Смерть — лучшая пропаганда. И в Москве это знают. Пока мы всей страной силимся дать хоть какую-то «чесну відповідь брехні із Кремля», здесь просто складируют трупы. А больше ничего и не требуется. Стоит кому-то в оккупированном Донецке, Макеевке или Торезе уснуть все еще безразличным ко всем и всему, а проснуться на улице, с осколками «Града» на кухонном столе, — и в мире адептов «русской весны» опять прибавление. Особенно, если речь идет о смерти близкого вам человека. Нет никаких шансов убедить кого-то, потерявшего за ночь дочь или мать, что это дело рук «ДНР».

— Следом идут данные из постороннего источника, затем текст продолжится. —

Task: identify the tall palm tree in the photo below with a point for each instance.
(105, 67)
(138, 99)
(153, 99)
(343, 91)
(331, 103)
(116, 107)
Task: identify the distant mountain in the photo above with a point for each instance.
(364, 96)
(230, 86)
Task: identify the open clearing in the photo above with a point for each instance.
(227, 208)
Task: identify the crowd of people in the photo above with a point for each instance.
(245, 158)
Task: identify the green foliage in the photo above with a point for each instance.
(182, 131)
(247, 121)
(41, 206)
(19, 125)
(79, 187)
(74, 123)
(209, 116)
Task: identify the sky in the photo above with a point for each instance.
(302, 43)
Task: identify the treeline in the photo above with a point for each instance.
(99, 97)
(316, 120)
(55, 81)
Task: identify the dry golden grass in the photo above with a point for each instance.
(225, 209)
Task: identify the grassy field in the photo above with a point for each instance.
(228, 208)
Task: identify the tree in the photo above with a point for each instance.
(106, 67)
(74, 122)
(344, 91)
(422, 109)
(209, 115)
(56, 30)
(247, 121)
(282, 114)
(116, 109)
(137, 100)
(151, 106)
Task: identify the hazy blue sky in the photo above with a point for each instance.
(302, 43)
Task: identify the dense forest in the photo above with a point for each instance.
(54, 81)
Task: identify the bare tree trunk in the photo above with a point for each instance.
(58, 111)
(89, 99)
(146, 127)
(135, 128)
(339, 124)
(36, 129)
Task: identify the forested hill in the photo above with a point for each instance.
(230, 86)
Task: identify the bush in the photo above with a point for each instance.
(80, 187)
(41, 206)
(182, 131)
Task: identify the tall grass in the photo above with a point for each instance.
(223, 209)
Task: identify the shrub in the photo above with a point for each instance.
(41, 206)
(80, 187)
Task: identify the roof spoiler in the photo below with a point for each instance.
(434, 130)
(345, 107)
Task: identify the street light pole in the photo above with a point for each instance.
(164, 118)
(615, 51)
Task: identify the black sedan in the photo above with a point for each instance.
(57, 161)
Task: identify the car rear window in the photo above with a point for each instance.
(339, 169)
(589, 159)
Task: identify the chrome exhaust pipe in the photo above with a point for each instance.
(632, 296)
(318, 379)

Да и что перевесит этот бронежилет? Выпуск «ТСН» на «плюсах» [прим. программа новостей на украинском канале 1+1], где улыбчивая девочка с дорогим макияжем скромно и сдержанно скажет о том, что «боевики в очередной раз обстреляли жилые кварталы Макеевки»? Вряд ли. Ее здесь никто не услышит. Будем реалистами: этот опыт — опыт ночей на полу — будет подхвачен и отточен Россией, ее лучшими пропагандистами, которые даже не позволят вам усомниться, что направление обстрела — это глубокий тыл «ДНР». Если будет надо, вас убедят, что снаряды упали из Космоса, но ни за что не позволят забыть эту ночь и чью-то смерть. И это совсем не ирония, я знаю, о чем говорю. Человек, спавший в ту ночь в бронежилете, до сих пор перечисляет деньги «ВС ДНР» — тем самым «ВС», которые едва не отправили его на тот свет. И это лишь ночь — без смерти отца или сына и со счастливым билетом в виде целого дома, тогда как в ста метрах лежала груда камней.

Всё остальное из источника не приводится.